Batch Normalization.

Batch normalization has become one important operation in faster and stable learning of neural networks. In batch norm we do the following:

x = (\frac{x - \mu_b}{\sigma_b})\gamma + \beta

The x is the input (and the output) of this operation, \mu_b and \sigma_b are the mean and the variance of the minibatch of x supplied. \gamma and \beta are learnt using back propagation. This will also store a running mean and a running variance, which is used during inference time.

By default batch normalization can be performed on convolution and dot product layers using the argument batch_norm = True supplied to the yann.network.add_layer method. This will apply the batch normalization before the activation and after the core layer operation.

While this is the technique that was described in the original batch normalization paper[1]. Some modern networks such as the Residual network [2],[3] use a re-orderd version of layer operations that require the batch norm to be applied post-activation. This is particularly used when using ReLU or Maxout networks[4][5]. Therefore we also provide a layer type batch_norm, that could create a layer that simply does batch normalization on the input supplied. These layers could be used to create a post-activation batch normalization.

This tutorial demonstrates the use of both these techniques using the same architecutre of networks used in the Convolutional Neural Network. tutorial. The codes for these can be found in the following module methods in pantry.tutorials.

References

[1]Ioffe, Sergey, and Christian Szegedy. “Batch normalization: Accelerating deep network training by reducing internal covariate shift.” arXiv preprint arXiv:1502.03167 (2015).
[2]He, Kaiming, et al. “Identity mappings in deep residual networks.” European Conference on Computer Vision. Springer International Publishing, 2016.
[3]He, Kaiming, et al. “Deep residual learning for image recognition.” Proceedings of the IEEE Conference on Computer Vision and Pattern Recognition. 2016.
[4]Nair, Vinod, and Geoffrey E. Hinton. “Rectified linear units improve restricted boltzmann machines.” Proceedings of the 27th International Conference on Machine Learning (ICML-10). 2010.
[5]Goodfellow, Ian J., et al. “Maxout networks.” arXiv preprint arXiv:1302.4389 (2013).

Notes

This code contains three methods.
  1. A modern reincarnation of LeNet5 for MNIST.
  2. The same Lenet with batchnorms
    2.a. Batchnorm before activations. 2.b. Batchnorm after activations.

All these methods are setup for MNIST dataset.

Todo

Add detailed comments.

pantry.tutorials.lenet.lenet5(dataset=None, verbose=1)[source]

This function is a demo example of lenet5 from the infamous paper by Yann LeCun. This is an example code. You should study this code rather than merely run it.

Warning

This is not the exact implementation but a modern re-incarnation.

Parameters:
  • dataset – Supply a dataset.
  • verbose – Similar to the rest of the dataset.
pantry.tutorials.lenet.lenet_maxout_batchnorm_after_activation(dataset=None, verbose=1)[source]

This is a version with nesterov momentum and rmsprop instead of the typical sgd.

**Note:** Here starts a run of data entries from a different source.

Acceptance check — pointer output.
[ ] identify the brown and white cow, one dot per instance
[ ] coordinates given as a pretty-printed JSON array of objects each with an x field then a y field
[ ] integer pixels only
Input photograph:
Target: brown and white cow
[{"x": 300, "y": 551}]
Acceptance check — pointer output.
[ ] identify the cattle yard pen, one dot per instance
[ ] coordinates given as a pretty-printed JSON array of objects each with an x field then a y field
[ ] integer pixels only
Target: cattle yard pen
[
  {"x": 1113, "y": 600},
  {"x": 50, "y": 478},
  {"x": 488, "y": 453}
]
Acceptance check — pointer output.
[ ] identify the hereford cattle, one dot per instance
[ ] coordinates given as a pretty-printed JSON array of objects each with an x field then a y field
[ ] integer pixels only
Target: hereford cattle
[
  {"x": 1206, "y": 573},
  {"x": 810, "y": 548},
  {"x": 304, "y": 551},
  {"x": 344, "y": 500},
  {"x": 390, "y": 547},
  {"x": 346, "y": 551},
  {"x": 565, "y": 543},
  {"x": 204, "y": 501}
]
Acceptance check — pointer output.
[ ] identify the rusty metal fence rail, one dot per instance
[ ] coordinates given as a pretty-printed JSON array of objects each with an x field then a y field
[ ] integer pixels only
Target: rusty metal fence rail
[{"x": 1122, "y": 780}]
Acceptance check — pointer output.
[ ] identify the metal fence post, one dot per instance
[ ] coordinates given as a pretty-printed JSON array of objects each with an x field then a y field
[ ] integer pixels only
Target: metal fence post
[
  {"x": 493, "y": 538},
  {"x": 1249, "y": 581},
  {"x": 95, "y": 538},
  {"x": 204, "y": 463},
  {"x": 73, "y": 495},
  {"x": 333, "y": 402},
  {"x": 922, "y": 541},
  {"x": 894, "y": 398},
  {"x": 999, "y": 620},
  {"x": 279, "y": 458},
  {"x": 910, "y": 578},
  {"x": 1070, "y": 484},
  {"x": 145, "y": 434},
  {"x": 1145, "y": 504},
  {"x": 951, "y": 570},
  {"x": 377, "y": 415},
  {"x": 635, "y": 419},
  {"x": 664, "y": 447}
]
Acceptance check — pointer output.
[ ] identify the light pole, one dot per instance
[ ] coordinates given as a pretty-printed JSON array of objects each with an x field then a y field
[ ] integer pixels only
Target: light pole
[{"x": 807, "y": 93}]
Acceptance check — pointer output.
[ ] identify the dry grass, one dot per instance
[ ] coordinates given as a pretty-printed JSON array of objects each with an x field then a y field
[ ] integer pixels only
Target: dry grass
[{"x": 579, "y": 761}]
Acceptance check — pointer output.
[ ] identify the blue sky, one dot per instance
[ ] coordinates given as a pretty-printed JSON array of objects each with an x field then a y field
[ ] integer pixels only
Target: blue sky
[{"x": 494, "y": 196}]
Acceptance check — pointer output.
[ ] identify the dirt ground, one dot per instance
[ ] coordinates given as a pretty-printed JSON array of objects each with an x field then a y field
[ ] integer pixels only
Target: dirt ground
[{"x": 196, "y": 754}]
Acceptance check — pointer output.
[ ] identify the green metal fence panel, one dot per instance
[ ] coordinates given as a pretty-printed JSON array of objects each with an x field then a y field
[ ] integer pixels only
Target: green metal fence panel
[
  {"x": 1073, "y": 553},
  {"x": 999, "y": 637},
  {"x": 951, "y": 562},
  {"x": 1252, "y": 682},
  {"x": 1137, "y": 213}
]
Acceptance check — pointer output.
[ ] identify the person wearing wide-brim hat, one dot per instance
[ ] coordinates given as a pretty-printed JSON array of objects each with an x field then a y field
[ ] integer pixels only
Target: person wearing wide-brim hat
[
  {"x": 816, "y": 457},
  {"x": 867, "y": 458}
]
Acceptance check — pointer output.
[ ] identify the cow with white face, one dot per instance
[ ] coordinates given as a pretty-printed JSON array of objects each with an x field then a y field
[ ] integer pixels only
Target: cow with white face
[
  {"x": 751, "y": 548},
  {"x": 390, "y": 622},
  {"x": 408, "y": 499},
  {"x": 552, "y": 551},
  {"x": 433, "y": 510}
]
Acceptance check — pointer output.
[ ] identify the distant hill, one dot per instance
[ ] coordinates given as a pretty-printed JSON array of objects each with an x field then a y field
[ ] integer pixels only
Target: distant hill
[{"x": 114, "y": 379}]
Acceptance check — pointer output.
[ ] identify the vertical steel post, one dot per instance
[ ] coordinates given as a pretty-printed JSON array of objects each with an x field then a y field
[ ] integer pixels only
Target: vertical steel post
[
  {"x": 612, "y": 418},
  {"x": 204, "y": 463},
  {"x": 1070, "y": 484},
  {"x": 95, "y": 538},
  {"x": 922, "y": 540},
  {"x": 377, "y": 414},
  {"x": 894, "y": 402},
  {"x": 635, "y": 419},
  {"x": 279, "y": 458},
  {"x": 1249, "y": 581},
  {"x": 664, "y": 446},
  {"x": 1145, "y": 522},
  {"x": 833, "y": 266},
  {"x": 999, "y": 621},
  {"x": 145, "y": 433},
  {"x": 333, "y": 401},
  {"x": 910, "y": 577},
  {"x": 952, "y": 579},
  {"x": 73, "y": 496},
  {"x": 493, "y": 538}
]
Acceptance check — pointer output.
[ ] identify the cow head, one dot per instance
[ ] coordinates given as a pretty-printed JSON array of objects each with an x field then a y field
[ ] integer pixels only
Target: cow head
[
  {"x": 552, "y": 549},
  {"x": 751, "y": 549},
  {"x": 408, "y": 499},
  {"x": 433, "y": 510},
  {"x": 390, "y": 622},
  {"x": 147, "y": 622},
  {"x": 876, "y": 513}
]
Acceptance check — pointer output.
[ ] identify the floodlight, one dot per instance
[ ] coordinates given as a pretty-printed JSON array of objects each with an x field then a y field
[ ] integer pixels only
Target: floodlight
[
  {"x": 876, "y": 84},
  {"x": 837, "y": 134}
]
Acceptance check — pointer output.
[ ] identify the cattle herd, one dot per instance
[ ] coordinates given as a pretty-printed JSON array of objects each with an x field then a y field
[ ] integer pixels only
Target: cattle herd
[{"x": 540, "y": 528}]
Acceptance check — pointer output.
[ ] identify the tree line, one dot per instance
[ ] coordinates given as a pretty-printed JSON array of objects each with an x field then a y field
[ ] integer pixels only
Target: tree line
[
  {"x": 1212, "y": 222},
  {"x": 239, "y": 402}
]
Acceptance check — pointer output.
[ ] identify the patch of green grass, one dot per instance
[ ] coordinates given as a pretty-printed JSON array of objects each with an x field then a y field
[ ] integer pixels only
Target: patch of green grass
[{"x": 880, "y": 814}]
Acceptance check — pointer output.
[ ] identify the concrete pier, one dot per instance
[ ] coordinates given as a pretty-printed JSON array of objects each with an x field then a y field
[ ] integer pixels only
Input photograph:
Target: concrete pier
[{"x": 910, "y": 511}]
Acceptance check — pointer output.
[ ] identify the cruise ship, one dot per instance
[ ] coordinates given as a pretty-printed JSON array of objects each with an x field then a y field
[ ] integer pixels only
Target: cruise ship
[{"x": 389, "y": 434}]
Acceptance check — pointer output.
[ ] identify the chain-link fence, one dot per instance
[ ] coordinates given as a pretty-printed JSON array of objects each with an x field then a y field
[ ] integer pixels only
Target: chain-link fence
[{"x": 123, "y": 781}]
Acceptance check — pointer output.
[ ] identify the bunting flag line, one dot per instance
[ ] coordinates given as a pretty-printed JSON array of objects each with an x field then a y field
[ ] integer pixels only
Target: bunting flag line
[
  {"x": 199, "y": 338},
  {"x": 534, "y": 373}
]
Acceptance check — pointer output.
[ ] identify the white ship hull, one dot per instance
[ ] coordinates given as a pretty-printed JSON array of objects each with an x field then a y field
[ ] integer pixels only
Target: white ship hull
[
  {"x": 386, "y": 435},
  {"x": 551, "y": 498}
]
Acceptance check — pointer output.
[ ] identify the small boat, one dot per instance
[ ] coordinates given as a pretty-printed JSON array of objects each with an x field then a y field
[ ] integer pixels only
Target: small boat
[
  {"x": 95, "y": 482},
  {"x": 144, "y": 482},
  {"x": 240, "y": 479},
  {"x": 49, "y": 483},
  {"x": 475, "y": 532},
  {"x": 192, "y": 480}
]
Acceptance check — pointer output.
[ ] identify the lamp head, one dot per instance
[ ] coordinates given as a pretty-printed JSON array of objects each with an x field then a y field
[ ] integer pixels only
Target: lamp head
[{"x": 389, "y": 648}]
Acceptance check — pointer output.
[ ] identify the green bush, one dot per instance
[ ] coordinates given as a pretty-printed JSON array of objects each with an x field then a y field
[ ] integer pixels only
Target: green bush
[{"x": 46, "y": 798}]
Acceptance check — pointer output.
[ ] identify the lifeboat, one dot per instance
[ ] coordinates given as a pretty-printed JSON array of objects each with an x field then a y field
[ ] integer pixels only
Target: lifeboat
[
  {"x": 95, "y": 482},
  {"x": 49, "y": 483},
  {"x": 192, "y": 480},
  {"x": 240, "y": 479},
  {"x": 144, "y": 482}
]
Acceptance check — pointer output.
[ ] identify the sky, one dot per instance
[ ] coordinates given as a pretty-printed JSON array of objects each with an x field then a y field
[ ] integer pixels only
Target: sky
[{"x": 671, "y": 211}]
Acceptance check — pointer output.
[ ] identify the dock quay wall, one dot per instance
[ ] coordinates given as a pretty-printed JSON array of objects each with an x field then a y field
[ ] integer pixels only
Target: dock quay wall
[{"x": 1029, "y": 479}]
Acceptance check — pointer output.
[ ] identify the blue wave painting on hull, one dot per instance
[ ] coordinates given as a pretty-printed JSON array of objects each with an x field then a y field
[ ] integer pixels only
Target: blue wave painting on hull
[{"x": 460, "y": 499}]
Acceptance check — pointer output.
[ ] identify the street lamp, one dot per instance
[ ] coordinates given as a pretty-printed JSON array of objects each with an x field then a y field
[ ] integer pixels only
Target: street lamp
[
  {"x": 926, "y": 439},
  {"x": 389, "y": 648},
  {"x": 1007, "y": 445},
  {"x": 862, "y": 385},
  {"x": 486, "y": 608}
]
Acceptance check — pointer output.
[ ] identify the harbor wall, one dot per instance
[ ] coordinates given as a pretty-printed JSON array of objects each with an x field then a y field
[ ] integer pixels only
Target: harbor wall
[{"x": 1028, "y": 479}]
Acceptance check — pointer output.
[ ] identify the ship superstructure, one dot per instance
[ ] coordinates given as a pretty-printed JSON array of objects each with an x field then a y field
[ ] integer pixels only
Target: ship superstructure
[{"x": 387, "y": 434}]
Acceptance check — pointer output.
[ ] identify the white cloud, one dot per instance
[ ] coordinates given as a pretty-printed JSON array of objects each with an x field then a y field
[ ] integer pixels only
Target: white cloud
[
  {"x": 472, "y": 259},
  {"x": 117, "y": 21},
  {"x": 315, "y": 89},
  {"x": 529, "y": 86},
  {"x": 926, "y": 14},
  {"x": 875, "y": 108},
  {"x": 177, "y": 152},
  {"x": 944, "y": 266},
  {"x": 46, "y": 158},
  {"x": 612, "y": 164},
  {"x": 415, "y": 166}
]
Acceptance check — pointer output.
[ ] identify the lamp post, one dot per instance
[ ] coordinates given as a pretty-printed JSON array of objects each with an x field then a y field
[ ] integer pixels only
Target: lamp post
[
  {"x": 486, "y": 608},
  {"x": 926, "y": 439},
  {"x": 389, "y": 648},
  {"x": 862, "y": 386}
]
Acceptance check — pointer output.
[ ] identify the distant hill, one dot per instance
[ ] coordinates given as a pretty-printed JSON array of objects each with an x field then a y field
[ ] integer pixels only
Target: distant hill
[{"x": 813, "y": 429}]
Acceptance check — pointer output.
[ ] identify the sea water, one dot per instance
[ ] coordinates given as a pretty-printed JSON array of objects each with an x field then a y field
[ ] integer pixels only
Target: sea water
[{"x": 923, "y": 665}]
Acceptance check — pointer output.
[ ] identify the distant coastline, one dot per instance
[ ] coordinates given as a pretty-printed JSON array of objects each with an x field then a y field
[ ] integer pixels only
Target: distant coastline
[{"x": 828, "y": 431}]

This also has maxout activations for convolutional layers, dropouts on the last convolutional layer and the other dropout layers and this also applies batch norm to all the layers. The difference though is that we use the batch_norm layer to apply batch norm that applies batch norm after the activation fo the previous layer. So we just spice things up and add a bit of steroids to lenet5(). This also introduces a visualizer module usage.

Parameters:
  • dataset – Supply a dataset.
  • verbose – Similar to the rest of the dataset.
pantry.tutorials.lenet.lenet_maxout_batchnorm_before_activation(dataset=None, verbose=1)[source]

This is a version with nesterov momentum and rmsprop instead of the typical sgd. This also has maxout activations for convolutional layers, dropouts on the last convolutional layer and the other dropout layers and this also applies batch norm to all the layers. The batch norm is applied by using the batch_norm = True parameters in all layers. This batch norm is applied before activation as is used in the original version of the paper. So we just spice things up and add a bit of steroids to lenet5(). This also introduces a visualizer module usage.

Parameters:
  • dataset – Supply a dataset.
  • verbose – Similar to the rest of the dataset.